Thankfully there was none and I stepped inside and closed the door behind me. Before me was a plain room with no windows and no other doors leaving the one method of exit behind me. A woman sat in a chair across a table where she was being yelled at by a short balding man named Mr. Jenkings. Tears stained her cheeks, her hair resembled a rat’s den and her jacket was in shambles.

What a mess to be introduced to me in such a miserable state. He would have to make it up to her somehow.

‘That will be enough Mr. Jenkings I will take it from here” I said, my silky voice slithering to Mr.Jenkings and the woman.

Quick in a flash, he jumped up tucking in his button-down shirt hastily and made way for the door “Of course sir”.

After he left I stood in place looking at the sad excuse for a woman.

“After I heard who was going to testify against us I was surprised. I didn’t know who had the balls to go that far.”

The woman sat shaking fearfully looking up to me.

“Now I tried to be nice, I cleaned up the situation and I even made sure to warn you what would happen if you tried to be the hero. Have I not?” I glared at her through my shades, reading her body language.

Silence.

“Now, I tried to understand your intentions. I did. You wanted to be like one of the televised superheroes in the news you see. Saving lives with their colorful capes and their idealistic smiles… Even if you went to court nothing would happen, our influence reaches far more than you can even fathom.” My smooth voice as even as ever.

She was shaking now. Her body convulsing as her tears started to gather in her gag.

“Now I have to do something that hurts me more than it hurts you. You’ve done this to yourself really.”

I casually unhooked the holster that held my pistol and drew it. Loading a bullet in it as I talked.

“Though I guess I am some to blame… I’m not arrogant enough not to assume at least some of the fault. Maybe I’ve been too soft on you? I questioned her watching her shake her head quickly while she quacked with fear her eyes never leaving the pistol. I cocked the pistol, testing its weight in my hand and feeling the grip.

“I gave you wealth beyond what you could imagine, a safe place to stay, care for all your needs and you turned your back on me.”
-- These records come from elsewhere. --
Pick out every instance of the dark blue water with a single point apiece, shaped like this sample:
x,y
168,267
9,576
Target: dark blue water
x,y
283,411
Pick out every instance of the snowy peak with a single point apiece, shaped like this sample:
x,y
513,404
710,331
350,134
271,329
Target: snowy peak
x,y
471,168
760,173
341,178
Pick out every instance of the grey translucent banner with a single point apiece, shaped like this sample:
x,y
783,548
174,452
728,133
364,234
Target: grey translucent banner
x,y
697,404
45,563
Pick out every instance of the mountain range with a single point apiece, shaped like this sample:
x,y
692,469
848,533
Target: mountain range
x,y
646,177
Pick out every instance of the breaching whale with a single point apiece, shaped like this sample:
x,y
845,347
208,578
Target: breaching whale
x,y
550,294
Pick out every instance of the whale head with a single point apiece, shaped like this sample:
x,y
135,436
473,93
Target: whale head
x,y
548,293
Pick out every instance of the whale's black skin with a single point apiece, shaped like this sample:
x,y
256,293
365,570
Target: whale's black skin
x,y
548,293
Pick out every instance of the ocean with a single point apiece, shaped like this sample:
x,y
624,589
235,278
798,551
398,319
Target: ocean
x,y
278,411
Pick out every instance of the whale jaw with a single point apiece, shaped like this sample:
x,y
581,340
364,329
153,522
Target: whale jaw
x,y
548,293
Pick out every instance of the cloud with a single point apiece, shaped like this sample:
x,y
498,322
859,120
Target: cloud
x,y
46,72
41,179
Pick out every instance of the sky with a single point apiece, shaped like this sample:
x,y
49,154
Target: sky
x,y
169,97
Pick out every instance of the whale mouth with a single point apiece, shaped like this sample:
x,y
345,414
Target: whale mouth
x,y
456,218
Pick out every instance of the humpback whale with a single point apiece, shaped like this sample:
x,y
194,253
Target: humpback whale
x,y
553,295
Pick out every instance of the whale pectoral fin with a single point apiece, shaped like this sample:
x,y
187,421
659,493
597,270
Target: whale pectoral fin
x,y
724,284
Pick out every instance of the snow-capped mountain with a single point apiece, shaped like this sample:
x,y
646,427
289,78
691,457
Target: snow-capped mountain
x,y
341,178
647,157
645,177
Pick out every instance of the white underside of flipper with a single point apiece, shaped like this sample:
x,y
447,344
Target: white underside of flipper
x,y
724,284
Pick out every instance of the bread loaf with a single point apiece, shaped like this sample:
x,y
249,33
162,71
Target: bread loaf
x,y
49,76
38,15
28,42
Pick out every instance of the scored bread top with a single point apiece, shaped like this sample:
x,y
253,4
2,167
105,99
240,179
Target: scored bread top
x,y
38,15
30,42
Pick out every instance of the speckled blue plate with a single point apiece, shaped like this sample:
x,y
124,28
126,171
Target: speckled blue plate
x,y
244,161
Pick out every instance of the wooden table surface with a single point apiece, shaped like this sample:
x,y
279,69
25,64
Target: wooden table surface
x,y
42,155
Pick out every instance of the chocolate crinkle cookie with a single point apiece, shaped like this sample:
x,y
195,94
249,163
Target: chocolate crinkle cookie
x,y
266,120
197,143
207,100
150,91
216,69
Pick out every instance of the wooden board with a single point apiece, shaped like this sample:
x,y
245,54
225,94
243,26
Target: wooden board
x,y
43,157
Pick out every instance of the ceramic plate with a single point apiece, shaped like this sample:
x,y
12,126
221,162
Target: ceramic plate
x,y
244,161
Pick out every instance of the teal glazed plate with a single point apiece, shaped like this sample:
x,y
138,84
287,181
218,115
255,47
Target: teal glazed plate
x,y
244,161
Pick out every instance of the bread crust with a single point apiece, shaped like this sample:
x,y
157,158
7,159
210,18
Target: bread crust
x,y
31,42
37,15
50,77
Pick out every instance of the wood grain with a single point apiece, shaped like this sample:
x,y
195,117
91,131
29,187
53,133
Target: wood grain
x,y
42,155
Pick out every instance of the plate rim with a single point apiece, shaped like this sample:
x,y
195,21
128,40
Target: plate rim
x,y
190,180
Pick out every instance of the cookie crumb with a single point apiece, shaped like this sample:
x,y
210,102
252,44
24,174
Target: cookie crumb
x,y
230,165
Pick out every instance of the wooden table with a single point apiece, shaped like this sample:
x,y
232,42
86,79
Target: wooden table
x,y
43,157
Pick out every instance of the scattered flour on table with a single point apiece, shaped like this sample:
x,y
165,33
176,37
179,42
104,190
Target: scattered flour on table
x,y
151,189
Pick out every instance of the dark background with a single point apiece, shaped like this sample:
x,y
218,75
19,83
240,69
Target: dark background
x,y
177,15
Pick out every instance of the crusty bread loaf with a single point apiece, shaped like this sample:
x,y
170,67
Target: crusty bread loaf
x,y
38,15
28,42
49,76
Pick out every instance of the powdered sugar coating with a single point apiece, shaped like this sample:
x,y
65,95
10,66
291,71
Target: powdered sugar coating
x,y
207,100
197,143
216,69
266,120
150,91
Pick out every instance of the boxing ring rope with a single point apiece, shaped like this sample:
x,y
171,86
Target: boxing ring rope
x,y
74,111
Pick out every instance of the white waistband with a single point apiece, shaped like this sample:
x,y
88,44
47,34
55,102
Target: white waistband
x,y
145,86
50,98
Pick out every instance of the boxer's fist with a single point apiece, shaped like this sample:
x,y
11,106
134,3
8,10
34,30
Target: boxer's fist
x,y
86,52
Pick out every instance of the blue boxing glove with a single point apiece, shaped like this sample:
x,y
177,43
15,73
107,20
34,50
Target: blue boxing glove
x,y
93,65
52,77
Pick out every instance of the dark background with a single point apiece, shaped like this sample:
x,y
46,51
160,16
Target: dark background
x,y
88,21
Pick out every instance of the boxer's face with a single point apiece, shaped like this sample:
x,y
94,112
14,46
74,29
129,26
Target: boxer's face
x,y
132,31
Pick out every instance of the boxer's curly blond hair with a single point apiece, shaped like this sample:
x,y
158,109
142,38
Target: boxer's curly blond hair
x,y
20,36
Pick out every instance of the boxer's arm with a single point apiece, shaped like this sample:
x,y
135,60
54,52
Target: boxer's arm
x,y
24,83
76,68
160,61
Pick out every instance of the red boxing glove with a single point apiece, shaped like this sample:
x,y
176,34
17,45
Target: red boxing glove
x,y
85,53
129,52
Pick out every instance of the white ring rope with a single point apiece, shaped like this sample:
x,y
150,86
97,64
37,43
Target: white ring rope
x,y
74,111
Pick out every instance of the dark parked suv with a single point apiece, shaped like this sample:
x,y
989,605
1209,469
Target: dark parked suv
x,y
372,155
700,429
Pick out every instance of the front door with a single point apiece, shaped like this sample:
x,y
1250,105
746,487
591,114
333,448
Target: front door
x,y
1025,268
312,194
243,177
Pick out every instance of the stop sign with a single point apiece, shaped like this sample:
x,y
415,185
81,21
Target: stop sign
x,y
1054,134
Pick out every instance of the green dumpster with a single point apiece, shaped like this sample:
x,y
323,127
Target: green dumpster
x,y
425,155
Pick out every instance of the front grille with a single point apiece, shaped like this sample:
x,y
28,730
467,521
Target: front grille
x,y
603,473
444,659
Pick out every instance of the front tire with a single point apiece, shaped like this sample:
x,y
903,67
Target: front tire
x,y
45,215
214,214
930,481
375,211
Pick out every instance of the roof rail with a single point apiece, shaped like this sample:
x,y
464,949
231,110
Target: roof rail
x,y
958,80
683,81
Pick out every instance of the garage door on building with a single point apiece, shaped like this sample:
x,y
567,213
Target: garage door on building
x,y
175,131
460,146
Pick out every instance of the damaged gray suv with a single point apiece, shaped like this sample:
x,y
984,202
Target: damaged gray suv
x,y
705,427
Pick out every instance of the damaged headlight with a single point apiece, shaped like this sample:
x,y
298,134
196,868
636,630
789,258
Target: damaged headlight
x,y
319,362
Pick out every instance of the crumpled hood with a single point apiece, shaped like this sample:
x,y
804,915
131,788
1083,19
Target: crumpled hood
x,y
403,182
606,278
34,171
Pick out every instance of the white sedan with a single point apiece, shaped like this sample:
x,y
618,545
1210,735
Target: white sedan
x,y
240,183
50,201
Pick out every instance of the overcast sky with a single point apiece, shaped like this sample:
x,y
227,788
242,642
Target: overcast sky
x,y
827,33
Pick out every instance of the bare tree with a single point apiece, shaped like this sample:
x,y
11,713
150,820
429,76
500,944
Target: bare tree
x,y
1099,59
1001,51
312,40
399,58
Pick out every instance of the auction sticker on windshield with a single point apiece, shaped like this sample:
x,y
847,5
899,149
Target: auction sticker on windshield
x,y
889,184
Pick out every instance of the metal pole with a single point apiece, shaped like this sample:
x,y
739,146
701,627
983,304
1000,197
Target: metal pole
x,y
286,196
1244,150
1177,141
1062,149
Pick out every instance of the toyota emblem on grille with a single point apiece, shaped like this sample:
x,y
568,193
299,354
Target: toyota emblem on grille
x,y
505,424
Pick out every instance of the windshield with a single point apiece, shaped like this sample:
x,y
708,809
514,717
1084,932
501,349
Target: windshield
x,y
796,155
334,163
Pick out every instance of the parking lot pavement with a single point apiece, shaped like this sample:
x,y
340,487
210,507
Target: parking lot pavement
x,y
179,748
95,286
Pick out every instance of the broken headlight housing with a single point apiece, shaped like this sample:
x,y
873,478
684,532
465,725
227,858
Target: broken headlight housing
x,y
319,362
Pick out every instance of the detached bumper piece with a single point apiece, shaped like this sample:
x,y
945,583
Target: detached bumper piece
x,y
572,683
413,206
Stepping for the first time closer to her until I was a foot’s length away.

“And for that, I am truly sorry,” I said putting emphasis on the truth.

Her cries muffled by the gag were a nuisance, she tried to move away but all she was doing was stalling the inevitable.

Quick as a whip, I bought the gun to her temple and pulled the trigger. I sighed staring at the gory mess before me. For those with it a heart it may have been broken by now. But for me, I just felt disappointed in myself for dating a woman so vile. I straightened my tie holstered my pistol and walked out the door as casual as ever. Mr. Jenkings stood waiting outside the door sweating slightly around the temple.

“It has been taken care of, let us take care of the more pressing matter at hand,” I said as I walked off to my office with Mr. Jenkings nipping at my heels.